During the recovery period, it will be important that countries allow an orderly allocation of new capital toward sectors that are productive in the new post-pandemic structures that emerge.  To succeed in this, countries will need reforms that allow capital and labor to adjust relatively fast—by speeding the resolution of disputes, reducing regulatory barriers, and reforming the costly subsidies, monopolies and protected state-owned enterprises that have slowed development.

Importantly, transparency of all government financial commitments, debt-like instruments and investments is a key step in creating an attractive investment climate and could make substantial progress this year.
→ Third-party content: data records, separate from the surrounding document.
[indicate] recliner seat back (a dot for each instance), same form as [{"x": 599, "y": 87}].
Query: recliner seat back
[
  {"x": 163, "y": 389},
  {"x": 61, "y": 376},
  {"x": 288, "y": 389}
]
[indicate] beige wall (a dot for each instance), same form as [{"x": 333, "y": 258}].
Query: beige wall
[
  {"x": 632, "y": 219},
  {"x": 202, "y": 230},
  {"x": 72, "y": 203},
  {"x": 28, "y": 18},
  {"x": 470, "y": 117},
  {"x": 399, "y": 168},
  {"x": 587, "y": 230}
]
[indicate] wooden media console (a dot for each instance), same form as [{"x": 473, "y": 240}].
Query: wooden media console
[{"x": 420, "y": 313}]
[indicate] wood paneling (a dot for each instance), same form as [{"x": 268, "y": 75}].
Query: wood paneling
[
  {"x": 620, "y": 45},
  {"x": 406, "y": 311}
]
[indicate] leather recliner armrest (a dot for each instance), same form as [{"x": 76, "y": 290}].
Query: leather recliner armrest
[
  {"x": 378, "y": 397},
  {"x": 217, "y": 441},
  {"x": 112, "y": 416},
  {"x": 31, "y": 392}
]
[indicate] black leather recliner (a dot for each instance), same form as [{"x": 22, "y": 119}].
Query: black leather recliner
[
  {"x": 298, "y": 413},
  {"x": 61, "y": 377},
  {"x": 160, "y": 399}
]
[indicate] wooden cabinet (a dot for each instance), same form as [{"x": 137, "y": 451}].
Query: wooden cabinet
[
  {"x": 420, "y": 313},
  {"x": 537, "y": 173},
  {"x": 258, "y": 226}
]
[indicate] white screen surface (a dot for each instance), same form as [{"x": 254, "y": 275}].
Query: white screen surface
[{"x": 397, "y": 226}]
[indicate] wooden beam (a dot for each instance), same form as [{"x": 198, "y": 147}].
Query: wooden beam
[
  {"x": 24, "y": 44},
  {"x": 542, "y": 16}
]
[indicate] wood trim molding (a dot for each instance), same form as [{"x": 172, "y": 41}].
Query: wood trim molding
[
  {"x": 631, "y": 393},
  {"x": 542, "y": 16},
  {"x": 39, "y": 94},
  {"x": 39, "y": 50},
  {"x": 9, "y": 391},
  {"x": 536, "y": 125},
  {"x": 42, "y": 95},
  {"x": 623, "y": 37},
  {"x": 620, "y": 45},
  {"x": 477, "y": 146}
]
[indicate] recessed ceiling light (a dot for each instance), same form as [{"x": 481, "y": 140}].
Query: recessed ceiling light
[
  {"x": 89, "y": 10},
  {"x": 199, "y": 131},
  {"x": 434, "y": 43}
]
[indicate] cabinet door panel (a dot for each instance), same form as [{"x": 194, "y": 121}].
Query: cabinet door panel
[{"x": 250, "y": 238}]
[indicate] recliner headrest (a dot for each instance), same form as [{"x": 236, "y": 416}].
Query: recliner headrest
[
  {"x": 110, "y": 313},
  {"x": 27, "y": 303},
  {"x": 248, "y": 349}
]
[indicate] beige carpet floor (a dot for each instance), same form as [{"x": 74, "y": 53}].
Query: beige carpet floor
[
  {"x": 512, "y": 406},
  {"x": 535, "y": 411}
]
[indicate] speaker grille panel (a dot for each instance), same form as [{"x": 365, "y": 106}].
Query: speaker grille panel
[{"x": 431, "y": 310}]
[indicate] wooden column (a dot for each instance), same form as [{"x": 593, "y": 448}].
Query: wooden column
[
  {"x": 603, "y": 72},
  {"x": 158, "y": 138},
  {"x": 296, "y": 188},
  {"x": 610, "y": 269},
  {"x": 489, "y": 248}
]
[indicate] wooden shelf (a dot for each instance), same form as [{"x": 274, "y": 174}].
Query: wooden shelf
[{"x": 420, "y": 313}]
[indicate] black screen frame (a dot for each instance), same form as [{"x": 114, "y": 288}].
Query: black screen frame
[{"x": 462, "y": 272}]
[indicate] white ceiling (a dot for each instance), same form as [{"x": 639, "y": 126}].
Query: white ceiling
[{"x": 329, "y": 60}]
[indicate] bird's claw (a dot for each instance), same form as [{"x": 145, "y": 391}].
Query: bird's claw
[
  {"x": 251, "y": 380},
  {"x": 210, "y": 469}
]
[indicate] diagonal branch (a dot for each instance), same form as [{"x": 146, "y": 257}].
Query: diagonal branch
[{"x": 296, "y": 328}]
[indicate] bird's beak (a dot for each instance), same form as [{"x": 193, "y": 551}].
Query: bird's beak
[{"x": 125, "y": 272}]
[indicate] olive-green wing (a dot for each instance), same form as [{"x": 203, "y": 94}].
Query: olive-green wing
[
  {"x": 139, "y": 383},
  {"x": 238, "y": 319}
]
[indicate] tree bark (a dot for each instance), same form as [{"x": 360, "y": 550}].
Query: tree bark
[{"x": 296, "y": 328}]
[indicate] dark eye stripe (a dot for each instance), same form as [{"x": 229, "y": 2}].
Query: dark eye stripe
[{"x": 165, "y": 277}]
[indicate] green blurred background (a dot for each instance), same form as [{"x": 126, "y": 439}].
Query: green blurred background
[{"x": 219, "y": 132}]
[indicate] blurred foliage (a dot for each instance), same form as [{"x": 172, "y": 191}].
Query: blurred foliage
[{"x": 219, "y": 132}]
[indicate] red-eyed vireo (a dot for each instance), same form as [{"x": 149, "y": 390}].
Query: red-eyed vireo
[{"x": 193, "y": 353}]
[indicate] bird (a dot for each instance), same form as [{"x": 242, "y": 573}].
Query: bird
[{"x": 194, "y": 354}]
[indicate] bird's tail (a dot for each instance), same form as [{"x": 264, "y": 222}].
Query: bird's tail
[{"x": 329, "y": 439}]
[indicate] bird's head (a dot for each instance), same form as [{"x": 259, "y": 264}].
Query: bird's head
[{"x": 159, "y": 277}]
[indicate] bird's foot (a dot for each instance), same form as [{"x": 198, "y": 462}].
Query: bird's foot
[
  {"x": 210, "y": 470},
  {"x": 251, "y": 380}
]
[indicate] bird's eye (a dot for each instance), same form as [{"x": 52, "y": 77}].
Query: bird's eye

Moving forward, the region should work to strengthen policies, institutions and investments to achieve higher incomes for all, especially the poor, and more resilient, inclusive and sustainable growth.  The region faces a pressing structural reform agenda that it must pursue in order to reignite both growth and hope.   

I’d like to mention an important personnel change at the World Bank.  As many of you know, Axel van Trotsenburg became Managing Director for Operations, replacing Kristalina Georgieva.  Carlos Felipe Jaramillo has become Vice President for Latin America and the Caribbean, and I hope you will all get a chance to meet him as he works with me, Axel and other World Bank and IFC managers on the issues I’ve been discussing.


There is no doubt that the health and economic challenges facing Latin America and the Caribbean are vast and the risks great.  The WBG is eager to work with countries across the region to respond to the crisis and build a strong recovery process.  Our hope is that people in the region make strong gains in living standards in the next decade.  Future generations’ prosperity will depend on bold action now.  The WBG stands ready to help our clients move their country and regional goals forward.